Battery Management: Intelligently controls charging/discharging cycles—storing excess energy for later use or grid feedback.
Safety Features: Comprehensive protections including over/under voltage, overload, and short-circuit safeguards.
Anti-Islanding Protection: Automatically stops feeding power to prevent dangerous 'islanding' during outages, keeping people safe.
Smart Control: Modern units feature real-time monitoring and adaptive optimization for maximum energy efficiency through intelligent systems.
High Efficiency
Due to the current high cost of solar cells, maximizing energy harvest necessitates optimal inverter efficiency.
High Reliability
Photovoltaic systems (PV) often operate in remote locations without maintenance personnel, requiring inverters with rugged circuitry, rigorously screened components, and comprehensive protection features.
Broad Input Voltage Range
Solar cell voltage varies with load and irradiance. Aging batteries exhibit wider voltage fluctuations—for example, an aging 12V battery may operate between 10V-16V—demanding stable inverter performance across this range.

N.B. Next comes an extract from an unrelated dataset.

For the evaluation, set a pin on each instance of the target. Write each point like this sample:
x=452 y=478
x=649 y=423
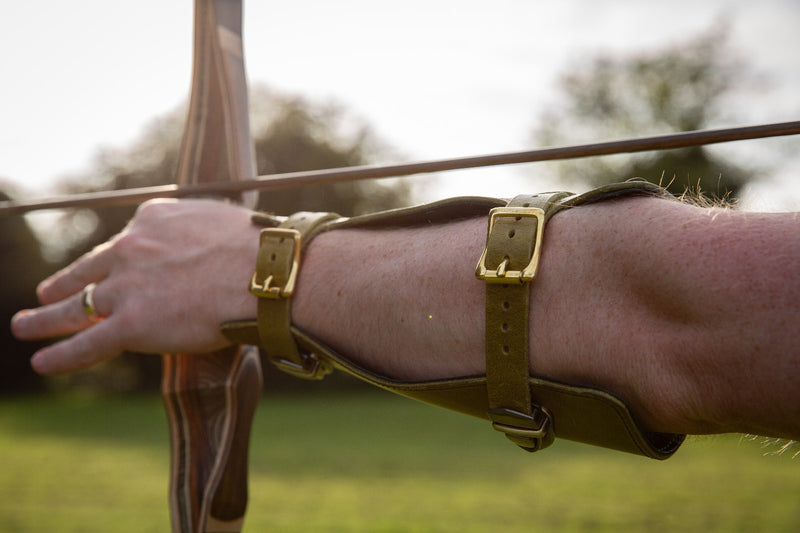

Beyond DC-AC conversion, inverters optimize solar generation and provide critical protections including:
Key function details:
At sunrise, increasing irradiance raises solar array output until reaching the inverter's activation threshold. The system continuously monitors input power, maintaining operation during cloudy conditions until output diminishes near sunset, when it enters standby mode.
Solar cell output varies with irradiance and junction temperature while exhibiting current-dependent voltage characteristics that create shifting optimal operating points. MPPT dynamically tracks these maxima—a critical feature ensuring peak energy harvest despite changing environmental conditions.
Before interconnection, on grid inverters analyze utility parameters (voltage/frequency/phase sequence) at the point of common coupling and synchronize their output accordingly.
During grid disturbances causing voltage sags at the interconnection point within defined thresholds, PV systems must maintain continuous operation without disconnecting.
When grid power fails while local generation continues supplying loads—creating hazardous "island" conditions—inverters must detect and terminate this state within regulatory timeframes to ensure personnel safety and grid stability per interconnection standards.
On grid energy storage inverters serve key roles in:
• Residential/commercial PV systems
• Wind power installations
• Microgrids
Managing power generation and storage for efficient energy use and smart distribution across these applications.